Which brings me to the question of what WIRED is for.

Fundamentally, WIRED has always been about a question: What would it take to build a better future?* We exist to inspire people who want to build that future. We do it not by going into Pollyannaish raptures about how great the future is going to be, nor dire jeremiads about how bad things could get, but by taking an evenhanded, clear-eyed look at what it would take to tackle the severe challenges the world faces. Our subject matter isn’t technology, per se: It’s those challenges—like climate change, health care, global security, the future of democracy, the future of the economy, and the dizzying speed of cultural change as our offline and online worlds mingle and remix. Technology plays a starring role in all of these issues, but what’s clearer today than ever is that it’s people who create change, both good and bad. You cannot explain the impacts of technology on the world without deeply understanding the motives, incentives, and limitations of the people who build and use it. And you cannot hope to change the world for the better unless you can learn from the achievements and the mistakes other people have made.

So I think WIRED’s job is to tell stories about the world’s biggest problems, the role tech plays in them—whether for good or bad—and the people who are trying to solve them. These aren’t all feel-good stories by any means: there are villains as well as heroes, failures as well as successes. Our stance is neither optimism nor pessimism, but rather the belief that it's worth persisting even when things seem hopeless. (I call it “Greta Thunberg optimism.”) But whatever the story, you should find something to learn from it—and, ideally, the inspiration to make a positive difference yourself.
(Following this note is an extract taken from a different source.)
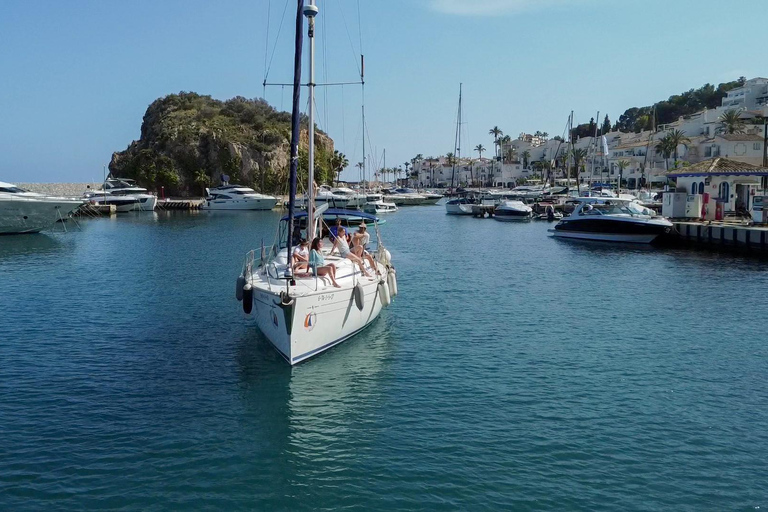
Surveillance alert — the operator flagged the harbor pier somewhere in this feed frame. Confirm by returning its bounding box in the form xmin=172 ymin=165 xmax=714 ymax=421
xmin=672 ymin=220 xmax=768 ymax=254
Of course, that’s not all we exist to do. WIRED has also always been a home for ambitious, farsighted ideas—sometimes prescient, sometimes wild, sometimes both at the same time. (Fitzgerald again!) We shouldn’t get carried away by hype; too many of our covers in the past promised that this or that invention would “change everything.” But we shouldn’t shy away from pushing the envelope either, stretching people’s minds and showing them possible futures that they might not otherwise dare to imagine. We’ll be critical but not cynical; skeptical but not defeatist. We won’t tell you what to think about the future, but how to think about it.
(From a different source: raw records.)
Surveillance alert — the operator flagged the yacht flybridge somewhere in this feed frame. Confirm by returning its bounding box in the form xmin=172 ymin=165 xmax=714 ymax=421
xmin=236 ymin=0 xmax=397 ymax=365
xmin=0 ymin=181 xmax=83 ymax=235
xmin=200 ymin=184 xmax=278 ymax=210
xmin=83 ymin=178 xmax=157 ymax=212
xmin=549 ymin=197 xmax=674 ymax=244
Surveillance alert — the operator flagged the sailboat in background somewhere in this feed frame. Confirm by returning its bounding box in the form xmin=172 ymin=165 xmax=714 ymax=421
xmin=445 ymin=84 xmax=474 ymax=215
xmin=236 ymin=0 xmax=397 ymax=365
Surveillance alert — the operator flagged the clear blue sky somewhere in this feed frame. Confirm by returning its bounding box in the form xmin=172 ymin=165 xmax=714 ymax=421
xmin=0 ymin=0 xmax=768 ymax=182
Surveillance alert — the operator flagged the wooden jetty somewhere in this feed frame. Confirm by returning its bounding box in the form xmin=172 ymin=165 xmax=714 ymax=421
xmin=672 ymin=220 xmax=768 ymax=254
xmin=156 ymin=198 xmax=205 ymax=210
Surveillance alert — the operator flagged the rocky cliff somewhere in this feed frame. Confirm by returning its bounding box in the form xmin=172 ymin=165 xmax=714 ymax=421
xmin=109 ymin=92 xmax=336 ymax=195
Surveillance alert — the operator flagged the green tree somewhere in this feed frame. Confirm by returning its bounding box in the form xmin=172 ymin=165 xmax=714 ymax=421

Finally, we exist to do the basic hard work of journalism—following the important news, explaining how to think about it, and holding power, particularly tech power, accountable.

Over the next few months, you should see our coverage starting to coalesce more clearly around those core global challenges—climate, health, and so on. Because these issues are indeed global, you should also start to see a more international range of stories: One of the less obvious but very big changes is that we are merging the US and UK editions of WIRED, previously two entirely separate publications, into a single site at (If you’re a regular visitor to the site, you may have noticed that we recently launched a new homepage, designed to make it easier for us to showcase the work we’re most proud of and for you to find stories that interest you.) We’ll still publish two separate print editions, though they’ll share many stories. Our US and UK newsrooms are already working as one, and you’ll see all their journalism here on this site. With more writers making up a single team, we’ll be able to go deeper into some of these key areas.
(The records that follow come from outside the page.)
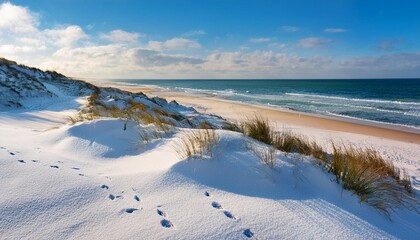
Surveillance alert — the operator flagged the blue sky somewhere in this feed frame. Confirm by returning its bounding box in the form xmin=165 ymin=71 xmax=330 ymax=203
xmin=0 ymin=0 xmax=420 ymax=78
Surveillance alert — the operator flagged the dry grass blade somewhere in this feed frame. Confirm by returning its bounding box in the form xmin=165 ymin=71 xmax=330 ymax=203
xmin=175 ymin=129 xmax=219 ymax=159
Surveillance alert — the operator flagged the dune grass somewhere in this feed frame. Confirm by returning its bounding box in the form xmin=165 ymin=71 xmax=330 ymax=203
xmin=175 ymin=129 xmax=219 ymax=159
xmin=241 ymin=116 xmax=419 ymax=217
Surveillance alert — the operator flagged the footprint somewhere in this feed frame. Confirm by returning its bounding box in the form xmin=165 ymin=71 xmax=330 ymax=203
xmin=124 ymin=208 xmax=139 ymax=213
xmin=156 ymin=209 xmax=167 ymax=217
xmin=244 ymin=228 xmax=254 ymax=238
xmin=223 ymin=211 xmax=236 ymax=220
xmin=211 ymin=202 xmax=222 ymax=209
xmin=160 ymin=219 xmax=174 ymax=228
xmin=108 ymin=194 xmax=115 ymax=201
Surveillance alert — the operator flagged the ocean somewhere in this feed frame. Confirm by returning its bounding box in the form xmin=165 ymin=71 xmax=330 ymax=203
xmin=110 ymin=79 xmax=420 ymax=129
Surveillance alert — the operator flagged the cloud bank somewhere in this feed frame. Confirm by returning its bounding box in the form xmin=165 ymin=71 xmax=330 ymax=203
xmin=0 ymin=3 xmax=420 ymax=78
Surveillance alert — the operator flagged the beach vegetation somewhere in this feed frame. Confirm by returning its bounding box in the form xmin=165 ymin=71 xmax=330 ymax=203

Above all, we’ll continue to do what WIRED is best at—bringing you delightful, fascinating, weird, brilliantly told stories from all around the world of people taking on extraordinary problems. Our founder Louis Rossetto wrote that WIRED was where you would discover “the soul of our new society in wild metamorphosis.” The wild metamorphosis continues, and while its mechanisms may be technological, the soul behind them is deeply and unavoidably human. Where the human and the technological meet: That’s where WIRED lives, and it’s where we aim to take you, every day.

Gideon Lichfield | Global Director, WIRED

Note: I owe a big debt of gratitude to Tom Coates, who was pivotal in helping me think about the history of WIRED and see the opportunity for the role it can play today.